# Offbeat Ducking mit silent Bassdrum



## mave303 (11. Februar 2010)

Hi,ich benutze Cubase und suche eine Möglichkeit ein generiertes Rauschen offbeat zu side chainen.

Am besten durch ne Bassdrum getriggert, die aber silent ist. Bzw gibt es auch andere Möglichkeiten? Der Vanguard Multiband Sidechain erlaubt nen HOST trigger, der immer offbeat einsetzt. Aber das Plugin besitze ich nicht.

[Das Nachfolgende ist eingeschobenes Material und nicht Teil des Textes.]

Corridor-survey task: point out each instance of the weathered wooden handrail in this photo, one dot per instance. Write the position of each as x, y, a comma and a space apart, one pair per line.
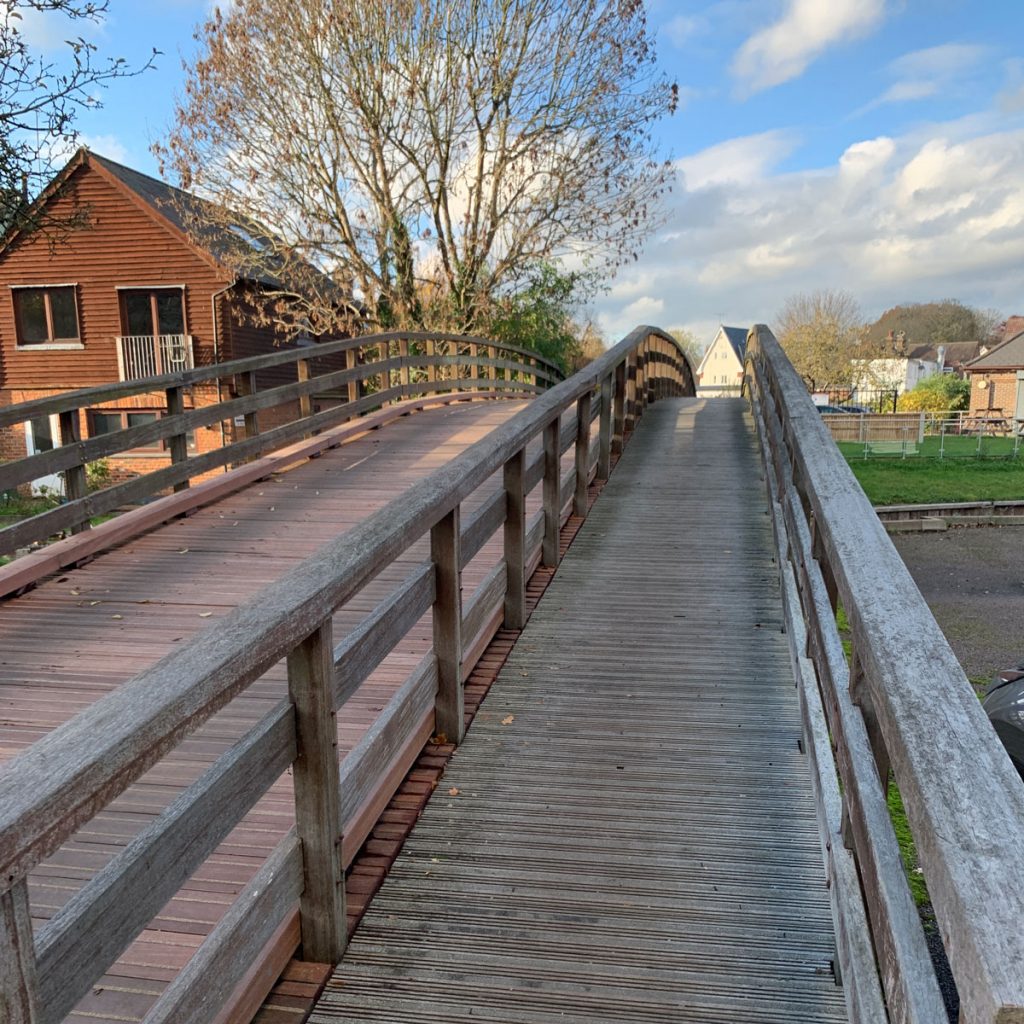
72, 773
902, 706
367, 358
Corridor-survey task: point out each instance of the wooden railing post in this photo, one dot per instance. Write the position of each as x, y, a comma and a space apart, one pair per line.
552, 497
515, 541
317, 798
403, 375
432, 368
619, 409
582, 455
76, 481
303, 371
605, 430
177, 443
245, 384
18, 989
351, 361
445, 555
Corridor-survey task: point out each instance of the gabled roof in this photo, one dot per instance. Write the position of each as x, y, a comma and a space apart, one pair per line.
736, 338
238, 249
1008, 355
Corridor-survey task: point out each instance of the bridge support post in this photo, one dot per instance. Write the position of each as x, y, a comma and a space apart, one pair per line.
515, 541
619, 410
582, 455
448, 627
304, 372
630, 418
317, 797
178, 443
605, 431
403, 375
552, 494
351, 361
76, 483
18, 989
245, 385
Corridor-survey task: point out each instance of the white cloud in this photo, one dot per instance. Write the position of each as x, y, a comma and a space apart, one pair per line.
935, 214
737, 161
808, 28
928, 73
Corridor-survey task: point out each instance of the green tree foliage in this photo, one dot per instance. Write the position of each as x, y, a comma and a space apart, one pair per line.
540, 316
931, 324
431, 154
820, 334
936, 393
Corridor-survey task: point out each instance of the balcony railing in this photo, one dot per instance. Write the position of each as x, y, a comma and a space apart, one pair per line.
144, 355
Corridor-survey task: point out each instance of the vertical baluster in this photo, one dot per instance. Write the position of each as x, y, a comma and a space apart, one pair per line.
178, 443
305, 400
351, 363
432, 367
245, 385
630, 419
18, 988
582, 455
76, 483
551, 494
619, 410
515, 541
403, 377
317, 797
448, 627
605, 431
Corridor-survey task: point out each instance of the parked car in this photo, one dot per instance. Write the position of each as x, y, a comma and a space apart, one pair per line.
1004, 704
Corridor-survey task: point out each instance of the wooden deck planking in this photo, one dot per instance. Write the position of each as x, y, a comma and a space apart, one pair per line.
628, 832
62, 645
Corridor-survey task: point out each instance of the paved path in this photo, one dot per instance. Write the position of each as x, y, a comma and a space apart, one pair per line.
628, 832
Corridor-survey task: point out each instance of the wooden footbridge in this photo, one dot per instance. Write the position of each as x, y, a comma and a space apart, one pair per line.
222, 711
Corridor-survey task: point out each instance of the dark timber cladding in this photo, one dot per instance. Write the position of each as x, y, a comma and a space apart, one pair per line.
628, 832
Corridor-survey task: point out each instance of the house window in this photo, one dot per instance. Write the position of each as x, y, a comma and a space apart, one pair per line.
108, 421
153, 311
46, 315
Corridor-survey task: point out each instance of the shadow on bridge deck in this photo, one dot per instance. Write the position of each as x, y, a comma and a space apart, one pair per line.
83, 633
628, 830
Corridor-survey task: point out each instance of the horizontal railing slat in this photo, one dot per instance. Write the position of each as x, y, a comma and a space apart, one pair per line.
364, 765
375, 638
84, 397
101, 920
222, 961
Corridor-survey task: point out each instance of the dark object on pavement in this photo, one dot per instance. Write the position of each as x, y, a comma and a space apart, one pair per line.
1005, 706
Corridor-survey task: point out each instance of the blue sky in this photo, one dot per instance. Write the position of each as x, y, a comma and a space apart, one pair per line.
872, 145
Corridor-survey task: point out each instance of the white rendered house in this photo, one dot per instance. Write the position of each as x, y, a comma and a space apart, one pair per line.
721, 371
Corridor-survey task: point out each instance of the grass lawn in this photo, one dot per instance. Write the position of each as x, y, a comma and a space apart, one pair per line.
921, 478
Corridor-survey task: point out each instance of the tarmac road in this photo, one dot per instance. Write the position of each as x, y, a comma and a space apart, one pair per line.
973, 581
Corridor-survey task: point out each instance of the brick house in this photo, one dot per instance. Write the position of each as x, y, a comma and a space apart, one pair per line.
997, 380
126, 296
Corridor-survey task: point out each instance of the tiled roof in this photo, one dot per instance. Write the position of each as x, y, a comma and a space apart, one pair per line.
1009, 355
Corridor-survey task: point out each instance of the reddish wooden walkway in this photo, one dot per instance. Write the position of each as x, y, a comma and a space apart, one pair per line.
82, 633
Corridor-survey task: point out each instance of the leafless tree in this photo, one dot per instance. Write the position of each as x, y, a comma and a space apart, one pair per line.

Jmand ne Ahnung wie ich das realisieren kann ?


----------



## sight011 (12. Februar 2010)

Welche Version von Cubase nutzt Du überhaupt? Früher war es nur möglich einen Side-Chain in beispielsweise: Pro-Tools zu verwenden.


----------



## bokay (14. Februar 2010)

Hallo,

side-chainen an sich heißt nur dass etwas mit einem sogenannten Trigger-Signal gesteuert wird.
Du willst das es rauscht wenn keine BD spielt und dass das rauschen weg ist wenn die BD spielt? Am einfachsten mit einem Gate, welches einen Sidechain Input besitzt... ;-)

Welche Cubase Version verwendest du?
Welche PlugIns besitzt du?

@Sight, alter Kollege, Sidechain ging mit Umwegen schon immer irgendwie (je nach PlugIn) Durch VST3 ist es im Moment halt so komfortabel wie sonst nirgends


----------



## sight011 (14. Februar 2010)

ok - Sagen wir einfach in Pro - Tools war esschon immer komfortable und in Cubase ging es auch schon immer aber wie dieses tutorial zeigt war es wohl echt aufwendiger:

http://www.delamar.de/tutorials/cubase-sx-3-sidechaining-tutorial-879/



@ mave303 welche Version hast Du denn jetzt (Sequenzer)?


----------